While cheap and cheerful, the Solstice was also crude, underdeveloped, and often quite inconvenient to use in practice. The seats (adapted from a European Opel subcompact) were narrow and lacked padding, the steering wheel didn't telescope, and shorter or taller drivers found it hard to find a good driving position.
Luggage space was so shallow as to be almost non-existent. Any suitcase had to ride in the passenger seat--with or without a passenger underneath. Taking down the convertible top was often compared to the medieval tortures of the same process found half a century earlier in British sports cars. It also took up most of the tiny trunk space.

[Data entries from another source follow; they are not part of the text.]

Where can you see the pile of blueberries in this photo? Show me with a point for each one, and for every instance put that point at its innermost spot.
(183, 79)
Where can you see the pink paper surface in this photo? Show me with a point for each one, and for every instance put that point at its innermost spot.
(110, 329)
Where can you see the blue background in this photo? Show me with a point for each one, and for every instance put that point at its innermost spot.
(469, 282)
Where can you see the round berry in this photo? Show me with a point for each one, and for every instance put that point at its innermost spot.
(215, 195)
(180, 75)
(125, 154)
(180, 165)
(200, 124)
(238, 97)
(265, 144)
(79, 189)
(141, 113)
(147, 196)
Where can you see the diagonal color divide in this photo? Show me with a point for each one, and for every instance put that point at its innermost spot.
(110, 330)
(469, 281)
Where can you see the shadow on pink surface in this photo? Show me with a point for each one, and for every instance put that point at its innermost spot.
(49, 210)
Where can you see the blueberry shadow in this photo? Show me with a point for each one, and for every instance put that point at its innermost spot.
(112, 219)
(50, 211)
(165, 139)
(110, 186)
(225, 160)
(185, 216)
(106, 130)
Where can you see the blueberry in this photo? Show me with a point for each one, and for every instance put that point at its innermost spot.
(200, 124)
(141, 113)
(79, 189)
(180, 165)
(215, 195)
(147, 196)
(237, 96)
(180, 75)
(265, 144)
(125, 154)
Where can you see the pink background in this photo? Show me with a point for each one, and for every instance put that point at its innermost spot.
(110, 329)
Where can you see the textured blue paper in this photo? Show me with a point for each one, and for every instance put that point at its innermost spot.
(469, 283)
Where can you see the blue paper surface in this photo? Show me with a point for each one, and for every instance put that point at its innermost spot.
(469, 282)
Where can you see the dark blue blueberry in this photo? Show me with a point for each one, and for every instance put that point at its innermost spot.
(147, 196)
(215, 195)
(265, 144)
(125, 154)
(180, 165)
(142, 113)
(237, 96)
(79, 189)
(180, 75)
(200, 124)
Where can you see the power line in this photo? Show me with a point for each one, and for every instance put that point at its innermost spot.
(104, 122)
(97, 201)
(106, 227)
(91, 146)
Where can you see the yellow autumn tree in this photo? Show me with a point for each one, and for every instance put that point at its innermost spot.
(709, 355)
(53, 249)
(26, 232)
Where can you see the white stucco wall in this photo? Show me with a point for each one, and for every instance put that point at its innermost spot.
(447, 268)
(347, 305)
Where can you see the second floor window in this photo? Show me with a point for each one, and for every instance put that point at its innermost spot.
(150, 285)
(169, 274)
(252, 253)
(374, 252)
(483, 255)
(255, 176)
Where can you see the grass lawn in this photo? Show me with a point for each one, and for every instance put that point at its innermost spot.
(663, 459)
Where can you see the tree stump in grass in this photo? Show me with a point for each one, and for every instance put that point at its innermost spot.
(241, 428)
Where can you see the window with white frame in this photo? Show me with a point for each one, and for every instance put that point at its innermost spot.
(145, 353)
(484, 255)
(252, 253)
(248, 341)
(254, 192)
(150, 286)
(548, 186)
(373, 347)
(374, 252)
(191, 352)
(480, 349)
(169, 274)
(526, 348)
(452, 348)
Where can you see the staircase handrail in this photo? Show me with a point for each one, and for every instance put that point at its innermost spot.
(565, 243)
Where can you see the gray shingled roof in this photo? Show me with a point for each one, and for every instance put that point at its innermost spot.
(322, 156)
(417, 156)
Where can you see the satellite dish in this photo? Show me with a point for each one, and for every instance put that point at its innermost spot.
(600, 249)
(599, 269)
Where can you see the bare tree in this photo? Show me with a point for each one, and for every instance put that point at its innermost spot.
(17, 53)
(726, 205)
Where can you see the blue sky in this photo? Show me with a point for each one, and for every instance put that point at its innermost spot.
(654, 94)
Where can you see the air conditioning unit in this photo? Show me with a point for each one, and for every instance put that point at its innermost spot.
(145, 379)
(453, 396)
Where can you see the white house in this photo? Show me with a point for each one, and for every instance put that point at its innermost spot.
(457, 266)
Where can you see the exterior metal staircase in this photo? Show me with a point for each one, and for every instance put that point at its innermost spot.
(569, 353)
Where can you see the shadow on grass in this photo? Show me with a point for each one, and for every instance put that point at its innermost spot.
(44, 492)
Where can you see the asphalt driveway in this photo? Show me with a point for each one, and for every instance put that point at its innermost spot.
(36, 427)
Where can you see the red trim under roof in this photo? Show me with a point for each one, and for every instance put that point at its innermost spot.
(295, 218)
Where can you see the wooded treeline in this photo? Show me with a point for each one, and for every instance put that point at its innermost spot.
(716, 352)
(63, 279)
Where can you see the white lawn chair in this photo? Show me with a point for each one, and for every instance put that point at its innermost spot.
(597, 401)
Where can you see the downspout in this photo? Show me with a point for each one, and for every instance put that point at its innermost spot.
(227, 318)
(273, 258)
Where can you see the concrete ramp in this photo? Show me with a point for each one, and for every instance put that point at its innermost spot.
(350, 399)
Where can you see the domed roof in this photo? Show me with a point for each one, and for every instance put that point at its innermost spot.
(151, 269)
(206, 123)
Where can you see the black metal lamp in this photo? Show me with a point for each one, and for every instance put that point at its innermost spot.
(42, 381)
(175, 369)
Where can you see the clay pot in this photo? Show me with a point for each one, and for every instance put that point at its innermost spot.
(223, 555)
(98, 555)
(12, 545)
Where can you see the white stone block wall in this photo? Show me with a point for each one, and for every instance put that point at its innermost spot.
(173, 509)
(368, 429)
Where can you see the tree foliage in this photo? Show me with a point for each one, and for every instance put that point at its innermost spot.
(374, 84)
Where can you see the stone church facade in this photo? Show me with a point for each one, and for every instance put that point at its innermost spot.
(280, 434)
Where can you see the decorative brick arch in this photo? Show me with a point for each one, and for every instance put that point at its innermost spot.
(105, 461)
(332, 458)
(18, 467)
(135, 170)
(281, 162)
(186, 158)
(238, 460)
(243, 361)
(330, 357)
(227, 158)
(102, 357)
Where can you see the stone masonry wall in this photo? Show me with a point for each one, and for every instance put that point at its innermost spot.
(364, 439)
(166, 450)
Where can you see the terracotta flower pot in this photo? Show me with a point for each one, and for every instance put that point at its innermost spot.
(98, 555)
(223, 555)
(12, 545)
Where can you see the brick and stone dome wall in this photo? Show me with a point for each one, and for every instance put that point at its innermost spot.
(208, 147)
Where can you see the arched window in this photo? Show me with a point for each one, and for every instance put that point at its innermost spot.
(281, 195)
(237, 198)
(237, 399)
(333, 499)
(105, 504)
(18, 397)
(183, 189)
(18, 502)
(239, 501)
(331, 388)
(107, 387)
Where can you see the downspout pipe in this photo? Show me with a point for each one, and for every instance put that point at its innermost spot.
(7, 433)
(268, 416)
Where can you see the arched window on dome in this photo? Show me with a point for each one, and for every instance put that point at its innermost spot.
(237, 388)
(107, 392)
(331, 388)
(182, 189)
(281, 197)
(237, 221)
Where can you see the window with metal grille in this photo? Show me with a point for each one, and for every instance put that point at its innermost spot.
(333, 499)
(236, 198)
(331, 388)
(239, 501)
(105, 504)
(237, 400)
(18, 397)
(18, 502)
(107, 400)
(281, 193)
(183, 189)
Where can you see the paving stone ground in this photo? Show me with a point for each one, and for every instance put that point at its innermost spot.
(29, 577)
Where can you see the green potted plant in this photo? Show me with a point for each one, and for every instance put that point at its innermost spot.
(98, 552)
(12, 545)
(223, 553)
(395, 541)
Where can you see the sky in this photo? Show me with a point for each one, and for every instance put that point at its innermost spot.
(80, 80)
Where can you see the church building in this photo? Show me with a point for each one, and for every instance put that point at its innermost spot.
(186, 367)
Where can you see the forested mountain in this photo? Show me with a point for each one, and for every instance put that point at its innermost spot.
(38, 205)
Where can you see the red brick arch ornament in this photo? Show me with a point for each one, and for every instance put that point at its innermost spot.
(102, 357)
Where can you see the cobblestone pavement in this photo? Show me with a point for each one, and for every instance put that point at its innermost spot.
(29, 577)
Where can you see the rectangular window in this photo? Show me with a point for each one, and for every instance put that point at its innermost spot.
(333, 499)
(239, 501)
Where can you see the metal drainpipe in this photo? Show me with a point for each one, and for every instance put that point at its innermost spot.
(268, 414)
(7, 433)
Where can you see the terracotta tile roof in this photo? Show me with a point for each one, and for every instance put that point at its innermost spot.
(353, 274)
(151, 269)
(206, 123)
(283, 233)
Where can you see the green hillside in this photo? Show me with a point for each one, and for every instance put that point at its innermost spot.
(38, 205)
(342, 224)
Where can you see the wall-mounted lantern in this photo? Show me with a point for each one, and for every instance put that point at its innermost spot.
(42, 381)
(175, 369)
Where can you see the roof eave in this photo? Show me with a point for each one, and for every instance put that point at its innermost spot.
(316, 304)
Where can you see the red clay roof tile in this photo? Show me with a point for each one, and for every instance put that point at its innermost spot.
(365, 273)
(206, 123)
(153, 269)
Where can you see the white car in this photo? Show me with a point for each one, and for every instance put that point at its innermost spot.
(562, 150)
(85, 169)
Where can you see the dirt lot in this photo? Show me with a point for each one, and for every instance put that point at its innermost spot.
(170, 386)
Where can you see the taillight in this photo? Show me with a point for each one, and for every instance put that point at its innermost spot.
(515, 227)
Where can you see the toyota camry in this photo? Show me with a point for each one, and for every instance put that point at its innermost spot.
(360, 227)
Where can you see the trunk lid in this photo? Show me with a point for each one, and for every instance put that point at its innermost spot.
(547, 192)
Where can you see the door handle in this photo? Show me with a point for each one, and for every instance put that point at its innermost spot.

The engine was termed "agricultural"--it was noisy--and the gearboxes were crude. On the other hand, the Solstice handled reasonably well, performed at a high level with the optional turbo engine, and earned some success when lightly modified for club racing, where its comfort drawbacks were irrelevant.
The practical drawbacks of the Solstice contrasted with the nicely developed, comfortable cockpit of the Mazda Miata--whose top could be lowered simply by unfastening one central latch and throwing the top backwards over the shoulder. The entire car, really, suffered from being rushed into production on a new platform as a halo vehicle for a brand that had never had a sports car like this before.
Nonetheless, a wide range of options was offered on the Pontiac Solstice. They included leather seats; cruise control; power windows, locks, and mirrors; keyless entry; and a Monsoon audio system. In 2009, the last Solstices gained the Onstar system, tire-pressure monitors, and a new MP3-compatible AM/FM/CD radio with an auxiliary jack.
For 2007, a Solstice GXP model was offered with a 260-hp turbocharged 2.0-liter four-cylinder engine. Mechanical updates included a limited-slip differential, traction control, and standard 18-inch alloy wheels, along with a variety of GXP trim and appearance items. Dealers could install an approved performance package with retuned engine control and two additional sensors to boost that to 290 hp. The acceleration time from 0 to 60 mph for the Solstice GXP was quoted at less than 5.5 seconds.
At the 2008 New York Auto Show, Pontiac unveiled the Solstice Coupe, a fixed-head fastback model with removable roof panels (which were too large to fit into the car's cargo area). Engine choices were the same as the convertible. Only 1,260 coupes were built and sold in the first six months of 2009 before production ended when the Pontiac brand was shut down.
Altogether, more than 64,000 Solstice convertibles were built, along with the much lower number of coupes. The Wilmington, Delaware, plant that built the Solstice also built 34,000 Saturn Sky models, a related two-seat convertible with entirely different styling on the same underpinnings. (The Sky was also briefly sold in Europe as the Opel GT.)
That Wilmington plant had one final date with ignominy: it was the site purchased and selected by moribund brand Fisker to build its stillborn second vehicle, the Atlantic.